The same holds true for Godzilla, taking place in the wake of the destruction of Hiroshima and Nagasaki by the US in WWII. Nations become enamored with the possibilities of the power science can yield without considering the consequences and fallout of such an enormously catastrophic event. The bombings are referenced multiple times throughout the film as the horrifying outcome of tampering with forces you can’t control.
This aspect is probed in the latter portion of the film in the form of a scientist, Dr. Serizawa (Akihiko Hirata), who has unknowingly tapped into a cataclysmic force he dubs the “Oxygen Destroyer”. He keeps his discovery a secret, being fully aware of the malevolent fallout it could produce should it fall into the wrong hands.
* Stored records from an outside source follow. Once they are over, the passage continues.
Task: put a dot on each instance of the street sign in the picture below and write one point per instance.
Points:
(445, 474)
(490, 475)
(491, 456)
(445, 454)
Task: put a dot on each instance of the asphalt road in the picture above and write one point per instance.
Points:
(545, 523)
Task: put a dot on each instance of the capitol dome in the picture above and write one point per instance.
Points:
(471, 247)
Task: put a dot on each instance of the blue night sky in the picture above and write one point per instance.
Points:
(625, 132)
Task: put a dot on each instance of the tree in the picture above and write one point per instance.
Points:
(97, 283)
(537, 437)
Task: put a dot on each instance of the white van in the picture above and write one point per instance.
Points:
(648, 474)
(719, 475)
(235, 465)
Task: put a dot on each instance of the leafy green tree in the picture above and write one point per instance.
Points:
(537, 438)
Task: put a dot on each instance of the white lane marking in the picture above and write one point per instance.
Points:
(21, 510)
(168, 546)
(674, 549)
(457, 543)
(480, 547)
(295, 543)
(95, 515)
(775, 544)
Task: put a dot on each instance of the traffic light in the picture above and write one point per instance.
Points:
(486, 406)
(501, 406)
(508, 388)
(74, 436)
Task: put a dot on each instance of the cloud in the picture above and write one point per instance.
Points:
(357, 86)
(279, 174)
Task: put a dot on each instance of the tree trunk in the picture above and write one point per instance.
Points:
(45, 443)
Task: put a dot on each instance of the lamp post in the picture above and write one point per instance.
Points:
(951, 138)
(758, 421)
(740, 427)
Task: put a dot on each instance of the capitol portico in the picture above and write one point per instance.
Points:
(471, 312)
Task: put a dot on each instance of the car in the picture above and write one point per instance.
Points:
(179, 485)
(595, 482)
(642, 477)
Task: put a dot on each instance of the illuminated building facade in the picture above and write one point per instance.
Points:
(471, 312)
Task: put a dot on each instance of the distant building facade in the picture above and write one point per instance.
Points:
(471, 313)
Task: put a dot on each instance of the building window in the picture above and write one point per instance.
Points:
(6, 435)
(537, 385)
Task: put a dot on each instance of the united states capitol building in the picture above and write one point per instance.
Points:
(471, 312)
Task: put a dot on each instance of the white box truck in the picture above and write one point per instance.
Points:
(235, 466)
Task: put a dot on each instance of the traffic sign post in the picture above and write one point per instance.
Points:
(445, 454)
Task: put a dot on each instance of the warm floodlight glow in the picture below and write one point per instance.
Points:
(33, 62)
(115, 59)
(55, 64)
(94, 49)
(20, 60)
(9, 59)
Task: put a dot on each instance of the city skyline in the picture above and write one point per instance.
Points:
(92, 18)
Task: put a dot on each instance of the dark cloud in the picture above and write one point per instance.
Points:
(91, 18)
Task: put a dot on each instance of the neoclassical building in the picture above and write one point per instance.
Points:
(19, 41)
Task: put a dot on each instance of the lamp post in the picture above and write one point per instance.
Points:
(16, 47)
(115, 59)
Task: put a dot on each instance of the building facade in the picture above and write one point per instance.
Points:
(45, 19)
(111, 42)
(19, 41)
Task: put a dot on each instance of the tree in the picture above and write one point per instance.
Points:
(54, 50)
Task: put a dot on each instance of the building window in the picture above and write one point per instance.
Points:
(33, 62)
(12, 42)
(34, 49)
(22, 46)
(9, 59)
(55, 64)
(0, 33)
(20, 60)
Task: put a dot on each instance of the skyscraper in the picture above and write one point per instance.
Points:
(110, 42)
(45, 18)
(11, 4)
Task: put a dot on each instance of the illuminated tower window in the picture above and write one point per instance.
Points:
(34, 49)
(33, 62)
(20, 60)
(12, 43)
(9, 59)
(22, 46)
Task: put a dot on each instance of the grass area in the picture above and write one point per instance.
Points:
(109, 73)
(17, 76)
Even knowing it could be the only way to stop Godzilla doesn’t sway his opinion at first. In case you need a reminder, just look at how the invention of the atomic bomb worked out.
This later section of the film, for me, would have been better suited as a full length film. The country grappling with the destruction of nuclear war while simultaneously discovering a new weapon of untold power is an incredible discussion to have. And the film does have that conversation, it just saves the majority of it for the back-end of the film. By that time Godzilla has laid waste to large portions of the coast and the Oxygen Destroyer becomes the only logical solution for dealing with a force of this magnitude.
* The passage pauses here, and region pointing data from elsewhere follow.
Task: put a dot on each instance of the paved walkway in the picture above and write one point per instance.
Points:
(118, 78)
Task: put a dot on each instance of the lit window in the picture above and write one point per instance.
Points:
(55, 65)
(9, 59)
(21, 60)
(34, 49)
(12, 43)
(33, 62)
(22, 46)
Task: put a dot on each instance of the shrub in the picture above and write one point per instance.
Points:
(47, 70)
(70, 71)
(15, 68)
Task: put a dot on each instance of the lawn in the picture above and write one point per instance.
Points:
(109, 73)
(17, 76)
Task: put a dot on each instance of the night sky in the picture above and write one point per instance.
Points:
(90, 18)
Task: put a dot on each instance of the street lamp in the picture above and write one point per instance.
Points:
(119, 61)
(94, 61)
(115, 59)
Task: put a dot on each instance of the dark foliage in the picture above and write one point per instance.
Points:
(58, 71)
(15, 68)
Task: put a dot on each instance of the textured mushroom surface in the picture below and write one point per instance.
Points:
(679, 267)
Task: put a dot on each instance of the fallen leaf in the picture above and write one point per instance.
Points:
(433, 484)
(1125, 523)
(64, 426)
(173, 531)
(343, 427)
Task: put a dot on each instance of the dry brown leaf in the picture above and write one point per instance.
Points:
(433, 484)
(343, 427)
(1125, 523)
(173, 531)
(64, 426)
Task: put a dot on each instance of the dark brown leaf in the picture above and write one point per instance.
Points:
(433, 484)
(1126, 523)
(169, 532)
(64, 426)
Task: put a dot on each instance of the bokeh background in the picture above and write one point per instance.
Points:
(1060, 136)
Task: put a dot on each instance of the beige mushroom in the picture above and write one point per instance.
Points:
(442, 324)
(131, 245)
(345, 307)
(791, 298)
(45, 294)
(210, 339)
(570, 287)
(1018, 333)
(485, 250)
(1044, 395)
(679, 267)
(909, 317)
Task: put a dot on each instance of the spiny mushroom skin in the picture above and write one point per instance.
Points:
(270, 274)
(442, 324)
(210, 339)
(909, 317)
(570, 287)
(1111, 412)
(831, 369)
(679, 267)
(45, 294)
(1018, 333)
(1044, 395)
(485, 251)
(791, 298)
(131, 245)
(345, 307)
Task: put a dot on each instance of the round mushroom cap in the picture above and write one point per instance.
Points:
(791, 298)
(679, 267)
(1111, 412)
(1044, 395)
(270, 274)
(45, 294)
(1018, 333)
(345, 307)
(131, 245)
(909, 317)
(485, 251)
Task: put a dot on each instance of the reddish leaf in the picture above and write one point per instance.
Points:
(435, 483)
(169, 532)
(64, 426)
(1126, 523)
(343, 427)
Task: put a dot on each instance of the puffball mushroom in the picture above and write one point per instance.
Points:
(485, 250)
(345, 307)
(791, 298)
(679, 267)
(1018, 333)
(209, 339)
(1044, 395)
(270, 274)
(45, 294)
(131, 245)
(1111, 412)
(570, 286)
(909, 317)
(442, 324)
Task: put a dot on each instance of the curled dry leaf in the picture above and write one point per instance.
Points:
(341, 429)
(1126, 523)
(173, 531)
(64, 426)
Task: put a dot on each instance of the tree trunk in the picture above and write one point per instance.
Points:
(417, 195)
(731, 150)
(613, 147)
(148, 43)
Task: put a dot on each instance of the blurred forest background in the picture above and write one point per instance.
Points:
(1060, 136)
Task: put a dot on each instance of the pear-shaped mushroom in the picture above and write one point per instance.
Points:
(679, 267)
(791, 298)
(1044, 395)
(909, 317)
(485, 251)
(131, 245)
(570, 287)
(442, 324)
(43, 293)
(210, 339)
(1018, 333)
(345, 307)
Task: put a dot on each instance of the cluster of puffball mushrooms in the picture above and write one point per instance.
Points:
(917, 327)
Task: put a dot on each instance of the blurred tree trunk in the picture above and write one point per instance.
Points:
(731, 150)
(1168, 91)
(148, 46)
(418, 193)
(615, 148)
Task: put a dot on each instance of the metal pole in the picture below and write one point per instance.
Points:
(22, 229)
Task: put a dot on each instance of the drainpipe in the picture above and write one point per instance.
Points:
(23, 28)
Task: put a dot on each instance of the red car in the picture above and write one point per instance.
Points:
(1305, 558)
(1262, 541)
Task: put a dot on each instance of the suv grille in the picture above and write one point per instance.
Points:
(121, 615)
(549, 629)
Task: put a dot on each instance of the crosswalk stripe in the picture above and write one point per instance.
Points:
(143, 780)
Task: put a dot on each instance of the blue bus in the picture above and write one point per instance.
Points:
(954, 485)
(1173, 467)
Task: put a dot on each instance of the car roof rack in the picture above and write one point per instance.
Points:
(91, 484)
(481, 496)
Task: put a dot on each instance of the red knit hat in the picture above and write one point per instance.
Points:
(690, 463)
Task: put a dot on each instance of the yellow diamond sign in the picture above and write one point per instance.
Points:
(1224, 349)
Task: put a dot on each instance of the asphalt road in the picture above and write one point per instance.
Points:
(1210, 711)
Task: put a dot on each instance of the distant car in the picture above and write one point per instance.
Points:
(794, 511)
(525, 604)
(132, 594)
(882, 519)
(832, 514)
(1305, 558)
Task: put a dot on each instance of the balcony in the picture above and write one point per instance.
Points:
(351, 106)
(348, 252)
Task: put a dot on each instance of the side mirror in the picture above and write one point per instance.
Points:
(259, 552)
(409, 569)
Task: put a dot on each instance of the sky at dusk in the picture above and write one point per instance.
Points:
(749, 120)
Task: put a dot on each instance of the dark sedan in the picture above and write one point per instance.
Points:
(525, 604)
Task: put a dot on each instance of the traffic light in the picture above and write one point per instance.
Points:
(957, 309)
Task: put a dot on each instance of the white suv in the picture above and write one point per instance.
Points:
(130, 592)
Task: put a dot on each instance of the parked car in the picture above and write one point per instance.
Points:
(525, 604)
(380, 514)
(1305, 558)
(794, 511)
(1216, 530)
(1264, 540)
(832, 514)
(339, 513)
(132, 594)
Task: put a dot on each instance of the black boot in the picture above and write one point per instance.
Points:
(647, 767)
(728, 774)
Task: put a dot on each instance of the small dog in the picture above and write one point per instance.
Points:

These new weapons of mass destruction are contrasted against the history of the nation, which speaks of Godzilla as a beast of myth. The elders recount a legend that tells of a monster in the sea that, when it had eaten all the fish in its domain, would turn to the land for food. The people would then offer a sacrifice of a young girl to the creature to ward off an attack. In the film we witness several ships encroaching on Godzilla’s hunting ground only to be swallowed up by the beast, and yet it still ferociously attacks the island. As if to say, the old world is gone and the legends passed through the generations died when the bombs were dropped. For a nation steeped in centuries of tradition, this is a harrowing outcome of the introduction of modern warfare – and there is no turning back.
This bleakness is mirrored in the look of the film, which is a stark contrast compared to the numerous films that would follow. Every nook and cranny is cast in noir-ish darkness and shadow, and even the monster is mostly glimpsed at night, giving a much darker tone to the proceedings than the colorful sequels. It’s difficult to imagine how we got to the flashy spectacle of the updated Godzilla vs. Kong (2021) from this somber tale about a nation besieged by a monster created in the devastation of the atomic bomb.
The message, alone, seats this film comfortably atop most of its contemporaries. It jumpstarted an entire sub-genre that would go on to feature monsters of every shape and size, many of whom had franchises of their own and also appeared within the Godzilla universe. And it can’t be discounted how much the title alone added to the vernacular. If you tack on the suffix “-zilla” to most any word, it’s universally known as a force not to be reckoned with. I have a long journey through the big guy’s box-set ahead of me and I’m not as familiar with some of the sequels, but I don’t believe they retain the important message this monumental film presented us with. And that’s a shame, but I’ll still be happy to witness the kaiju fun the series has to offer. King of the Monsters, indeed.